Here’s another example. I remember this one vividly because it led me to think a whole new way about technology and how to transfer it. We’ll come back to it in a later chapter, but this is a good time to introduce the problem. It involves logic analyzers. For many years, the logic analyzer has been one of the premier tools for real-time system analysis. There’s some evidence that dominance may be changing, but for now, we’ll assume the logic analyzer still holds a position of prominence.
Suppose you are trying to debug a complex, real-time system with many high-priority tasks running in parallel. Stopping the processor to “single step” through your code is not an option, although many excellent debuggers are task-aware, so they may be able to single step in a particular task without stopping other tasks from running at full speed.
The logic analyzer sits between the processor or processors and the rest of the system, and records in real time the state of every address bit, data bit, and status bit output from the processor, then inputs to the processor as they occur in real-time. Once the buffer or recording memory is full, the engineer can then trace through it and see what exactly transpired during the time interval of interest.
But how do you define the time interval of interest? Your memory buffer is not infinitely large, and your processor is clipping along at 10 s to 100 s of millions of bus cycles every second. This is where the logic analyzer really shines as a tool. The user can define a sequence of events through the code, very much like a sequence of states in a finite state machine. In some logic analyzers, these states can be defined in terms of the high-level C ++ code with which the engineer is accustomed to programming.
If the user gets the sequence of states correctly defined, the logic analyzer will trigger (capture) the trace at just the right time in the code sequence to show where the fault occurs. Here is where it gets interesting. At the time,b the HP (now Keysight) logic analyzers had relatively small trace buffers but very sophisticated state machines. The design philosophy was that the user didn’t need a deep trace buffer because she could zero in on exactly the point where the problem occurs. In fact, the state machines on the logic analyzers were eight levels deep. Here’s an example of how you might use it. Refer to Fig. 1 below.
This example is three levels deep and each level had many options in terms of defining the state, or the number of times a loop might run. What we discovered was that our customers rarely if ever tried to set up the trigger condition beyond two levels. What they didn’t like about the product was that our trace buffer was too shallow (5000 states). They preferred simple triggering with deep memory to complex triggering with shallow memory. This was pretty consistent with each customer visit we conducted.
What’s the point? Instead of using the powerful triggering capability of the logic analyzer, the engineers we spoke with preferred to take the path of least resistance. They preferred to manually wade through a long trace listing to find the event of interest rather than learn how to set up a complex trigger condition. In other words, trade off using a complex tool for a less capable but easier-to-use tool.

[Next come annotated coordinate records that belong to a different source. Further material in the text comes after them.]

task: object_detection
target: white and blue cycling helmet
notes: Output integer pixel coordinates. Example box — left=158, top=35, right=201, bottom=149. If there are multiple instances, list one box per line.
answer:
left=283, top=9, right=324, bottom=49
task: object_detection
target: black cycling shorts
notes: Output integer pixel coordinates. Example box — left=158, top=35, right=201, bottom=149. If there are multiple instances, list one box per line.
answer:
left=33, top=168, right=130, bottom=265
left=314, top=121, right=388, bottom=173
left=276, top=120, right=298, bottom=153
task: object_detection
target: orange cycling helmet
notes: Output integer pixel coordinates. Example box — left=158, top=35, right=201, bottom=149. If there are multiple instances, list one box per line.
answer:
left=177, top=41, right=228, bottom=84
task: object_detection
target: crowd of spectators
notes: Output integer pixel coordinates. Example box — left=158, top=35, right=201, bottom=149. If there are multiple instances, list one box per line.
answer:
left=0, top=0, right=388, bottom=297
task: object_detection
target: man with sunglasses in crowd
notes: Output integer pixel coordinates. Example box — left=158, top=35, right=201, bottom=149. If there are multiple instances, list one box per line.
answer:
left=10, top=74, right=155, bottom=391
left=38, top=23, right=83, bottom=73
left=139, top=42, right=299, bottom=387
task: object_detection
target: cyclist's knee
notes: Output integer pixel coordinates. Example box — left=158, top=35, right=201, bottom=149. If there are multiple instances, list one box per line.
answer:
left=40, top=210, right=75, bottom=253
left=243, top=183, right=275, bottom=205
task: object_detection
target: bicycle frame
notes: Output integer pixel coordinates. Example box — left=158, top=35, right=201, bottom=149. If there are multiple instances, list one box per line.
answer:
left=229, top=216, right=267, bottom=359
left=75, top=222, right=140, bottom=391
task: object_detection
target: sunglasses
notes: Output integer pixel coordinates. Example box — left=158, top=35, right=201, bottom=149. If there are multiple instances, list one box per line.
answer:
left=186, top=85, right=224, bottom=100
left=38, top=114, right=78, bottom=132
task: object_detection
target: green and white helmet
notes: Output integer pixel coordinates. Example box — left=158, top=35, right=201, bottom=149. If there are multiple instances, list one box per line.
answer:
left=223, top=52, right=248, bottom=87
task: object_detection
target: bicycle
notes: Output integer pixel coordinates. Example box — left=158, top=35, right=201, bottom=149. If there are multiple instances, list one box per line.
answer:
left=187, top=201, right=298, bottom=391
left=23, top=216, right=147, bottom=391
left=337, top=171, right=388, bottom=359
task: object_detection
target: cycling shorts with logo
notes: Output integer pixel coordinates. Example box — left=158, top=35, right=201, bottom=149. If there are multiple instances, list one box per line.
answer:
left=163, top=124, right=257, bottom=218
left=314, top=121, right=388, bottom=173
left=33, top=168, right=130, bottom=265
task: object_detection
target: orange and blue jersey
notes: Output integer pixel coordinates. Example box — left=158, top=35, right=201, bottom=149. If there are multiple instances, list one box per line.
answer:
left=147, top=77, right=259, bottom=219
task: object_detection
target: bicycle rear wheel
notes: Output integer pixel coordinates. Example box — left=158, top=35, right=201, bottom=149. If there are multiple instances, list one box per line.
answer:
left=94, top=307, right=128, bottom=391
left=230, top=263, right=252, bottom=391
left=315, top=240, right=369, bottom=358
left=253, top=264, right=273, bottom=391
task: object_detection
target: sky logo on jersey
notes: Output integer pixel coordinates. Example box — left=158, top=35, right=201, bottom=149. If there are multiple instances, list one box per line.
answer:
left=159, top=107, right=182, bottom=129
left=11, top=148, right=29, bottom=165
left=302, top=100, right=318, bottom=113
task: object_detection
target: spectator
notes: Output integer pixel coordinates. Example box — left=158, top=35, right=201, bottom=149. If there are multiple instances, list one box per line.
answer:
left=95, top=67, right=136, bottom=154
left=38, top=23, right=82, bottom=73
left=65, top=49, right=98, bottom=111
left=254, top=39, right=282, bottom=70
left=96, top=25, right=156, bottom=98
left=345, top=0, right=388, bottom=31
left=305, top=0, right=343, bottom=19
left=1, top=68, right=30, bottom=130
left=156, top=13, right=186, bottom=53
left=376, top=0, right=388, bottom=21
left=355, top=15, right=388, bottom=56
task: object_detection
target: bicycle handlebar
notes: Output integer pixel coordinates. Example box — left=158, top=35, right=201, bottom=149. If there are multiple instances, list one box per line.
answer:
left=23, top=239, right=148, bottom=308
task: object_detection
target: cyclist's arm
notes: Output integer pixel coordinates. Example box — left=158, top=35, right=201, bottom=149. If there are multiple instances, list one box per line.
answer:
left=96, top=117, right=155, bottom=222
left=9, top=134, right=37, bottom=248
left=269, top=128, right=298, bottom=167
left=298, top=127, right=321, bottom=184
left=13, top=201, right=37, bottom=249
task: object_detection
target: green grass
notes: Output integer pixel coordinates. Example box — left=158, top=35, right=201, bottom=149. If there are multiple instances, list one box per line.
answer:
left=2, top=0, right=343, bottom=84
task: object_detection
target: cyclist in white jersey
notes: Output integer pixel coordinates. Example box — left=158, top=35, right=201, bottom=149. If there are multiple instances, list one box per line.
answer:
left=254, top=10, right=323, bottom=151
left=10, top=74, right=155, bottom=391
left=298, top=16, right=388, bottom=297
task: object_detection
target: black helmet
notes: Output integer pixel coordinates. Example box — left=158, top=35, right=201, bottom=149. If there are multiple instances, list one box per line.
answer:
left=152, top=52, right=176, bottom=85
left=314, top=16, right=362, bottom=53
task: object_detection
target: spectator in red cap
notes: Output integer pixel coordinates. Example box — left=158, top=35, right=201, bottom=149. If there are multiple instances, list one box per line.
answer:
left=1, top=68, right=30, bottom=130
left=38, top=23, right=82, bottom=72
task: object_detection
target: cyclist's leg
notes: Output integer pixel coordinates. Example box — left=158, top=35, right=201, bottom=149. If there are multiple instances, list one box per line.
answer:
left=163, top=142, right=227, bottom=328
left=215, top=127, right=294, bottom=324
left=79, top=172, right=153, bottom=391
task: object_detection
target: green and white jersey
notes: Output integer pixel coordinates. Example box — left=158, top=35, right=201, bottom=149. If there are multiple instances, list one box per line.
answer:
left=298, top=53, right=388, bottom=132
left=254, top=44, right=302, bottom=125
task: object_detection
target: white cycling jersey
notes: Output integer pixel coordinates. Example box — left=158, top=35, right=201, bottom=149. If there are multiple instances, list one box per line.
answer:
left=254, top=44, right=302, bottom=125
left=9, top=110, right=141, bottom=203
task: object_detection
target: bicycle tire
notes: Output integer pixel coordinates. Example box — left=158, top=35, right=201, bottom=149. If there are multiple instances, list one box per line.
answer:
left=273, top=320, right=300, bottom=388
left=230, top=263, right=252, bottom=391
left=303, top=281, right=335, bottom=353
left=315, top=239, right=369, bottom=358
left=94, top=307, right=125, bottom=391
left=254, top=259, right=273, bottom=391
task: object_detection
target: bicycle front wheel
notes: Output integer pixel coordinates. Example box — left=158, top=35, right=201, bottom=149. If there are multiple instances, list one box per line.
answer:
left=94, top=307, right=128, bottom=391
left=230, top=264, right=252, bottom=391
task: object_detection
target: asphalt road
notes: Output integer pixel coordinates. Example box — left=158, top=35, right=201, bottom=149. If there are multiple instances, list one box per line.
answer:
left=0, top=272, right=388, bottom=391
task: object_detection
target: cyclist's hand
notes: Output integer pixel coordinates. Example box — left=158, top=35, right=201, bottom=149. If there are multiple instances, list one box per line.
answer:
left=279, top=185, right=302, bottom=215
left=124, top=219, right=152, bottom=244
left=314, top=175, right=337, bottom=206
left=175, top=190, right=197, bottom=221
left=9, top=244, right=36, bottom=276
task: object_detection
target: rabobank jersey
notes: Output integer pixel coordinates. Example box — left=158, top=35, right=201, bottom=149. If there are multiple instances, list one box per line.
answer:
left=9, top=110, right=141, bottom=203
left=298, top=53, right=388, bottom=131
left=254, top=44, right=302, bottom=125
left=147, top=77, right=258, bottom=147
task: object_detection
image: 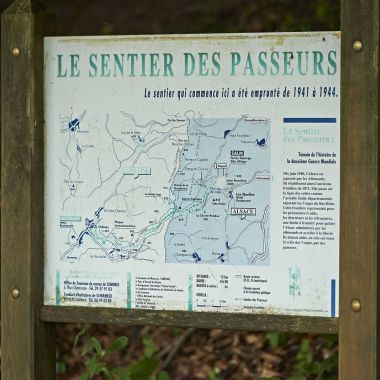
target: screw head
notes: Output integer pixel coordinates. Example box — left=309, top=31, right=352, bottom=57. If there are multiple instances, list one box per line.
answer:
left=352, top=40, right=363, bottom=52
left=12, top=288, right=20, bottom=298
left=12, top=48, right=20, bottom=57
left=351, top=300, right=362, bottom=313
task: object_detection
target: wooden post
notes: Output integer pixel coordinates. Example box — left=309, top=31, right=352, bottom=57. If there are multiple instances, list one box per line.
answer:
left=1, top=0, right=55, bottom=380
left=339, top=0, right=380, bottom=380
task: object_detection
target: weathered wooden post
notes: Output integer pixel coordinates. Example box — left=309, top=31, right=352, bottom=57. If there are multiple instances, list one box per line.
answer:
left=1, top=0, right=55, bottom=380
left=339, top=0, right=380, bottom=380
left=1, top=0, right=380, bottom=380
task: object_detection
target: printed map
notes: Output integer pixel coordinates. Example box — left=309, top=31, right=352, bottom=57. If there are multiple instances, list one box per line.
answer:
left=57, top=111, right=271, bottom=265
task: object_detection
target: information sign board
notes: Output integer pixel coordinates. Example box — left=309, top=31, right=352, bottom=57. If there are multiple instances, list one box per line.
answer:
left=44, top=32, right=340, bottom=317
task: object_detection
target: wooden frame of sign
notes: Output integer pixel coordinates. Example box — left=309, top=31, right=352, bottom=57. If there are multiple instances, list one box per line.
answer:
left=1, top=0, right=380, bottom=380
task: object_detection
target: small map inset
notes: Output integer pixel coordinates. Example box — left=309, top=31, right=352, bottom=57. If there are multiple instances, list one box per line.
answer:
left=165, top=117, right=271, bottom=265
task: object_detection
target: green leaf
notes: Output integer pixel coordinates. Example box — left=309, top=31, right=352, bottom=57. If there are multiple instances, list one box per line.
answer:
left=143, top=335, right=158, bottom=358
left=79, top=372, right=91, bottom=380
left=104, top=336, right=128, bottom=356
left=55, top=360, right=67, bottom=375
left=128, top=357, right=158, bottom=379
left=111, top=368, right=131, bottom=380
left=81, top=336, right=104, bottom=356
left=157, top=371, right=170, bottom=380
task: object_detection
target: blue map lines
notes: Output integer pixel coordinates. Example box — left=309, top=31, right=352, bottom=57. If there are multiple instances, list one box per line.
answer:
left=165, top=117, right=271, bottom=265
left=56, top=111, right=271, bottom=265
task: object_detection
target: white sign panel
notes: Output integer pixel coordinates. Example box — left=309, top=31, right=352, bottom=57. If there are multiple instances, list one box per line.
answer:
left=45, top=32, right=340, bottom=317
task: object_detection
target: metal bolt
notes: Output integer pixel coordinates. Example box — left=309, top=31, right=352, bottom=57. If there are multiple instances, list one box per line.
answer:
left=12, top=288, right=20, bottom=298
left=351, top=300, right=362, bottom=313
left=352, top=40, right=363, bottom=52
left=12, top=48, right=20, bottom=57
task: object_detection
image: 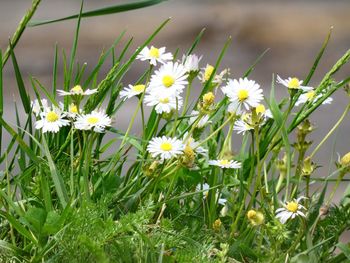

You could argue that the engineers were just lazy, but I think that’s the wrong perspective. I’m sure that if we, the tool designers, could have invented a more intuitive and user-friendly interface between the engineer trying to solve a difficult debugging problem and the tool itself, the engineer would have gone for the best solution every time and his debugging skills would have improved in the process.
Why did I bring up this example? I wanted to mention it up front because debugging real-time systems is often very difficult and engineers need to use complex tools in order to bring high-quality products to market in a timely manner. If this book contributes to learning how to use tools or sensitizes the reader to dig deeper into the user manual, then this book will have served its purpose.
Let’s discuss this book. The initial focus is aimed at the student. Not just the ones who want to enter the field of embedded systems design, but rather all Electrical Engineering, Computer Science, or Computer Engineering students who wish to improve their skills in the debugging of their designs. Also, you would be able to casually mention during a job interview that you’ve taken some effort to go beyond just doing projects by also being able to bring defect-free projects to completion. You’ve just expressed to the interviewer that you are entering the job market with a skillset beyond what your graduating peers might have.
For the experienced engineer who is already a practitioner and wishes to hone his or her skillset, I hope this book will provide you with a roadmap to tools and techniques that you may not be aware of, or to more efficient ways to solve the problems that seem to crop up on an ongoing basis.
In researching and writing the book, I decided that application notes and white papers were the very best sources of information on specific categories of bugs. Having written more than a few of these articles myself, I am pretty confident that this was a good decision.
If you think about it, it becomes obvious. Companies are constantly polling their customer base for design and debug problems that invariably appear as the technology advances. These customer problems are the driving force for the creation of tools that will solve the problems, or at least point to the source of the problems.
Once the tool is invented, its potential value must be explained to the customer base, which leads to presentations at conferences, technical articles in industry publications, and application notes that link the problem, the source of the problem, the tool, and the solution in a way that the engineer can internalize and justify purchasing to upper management.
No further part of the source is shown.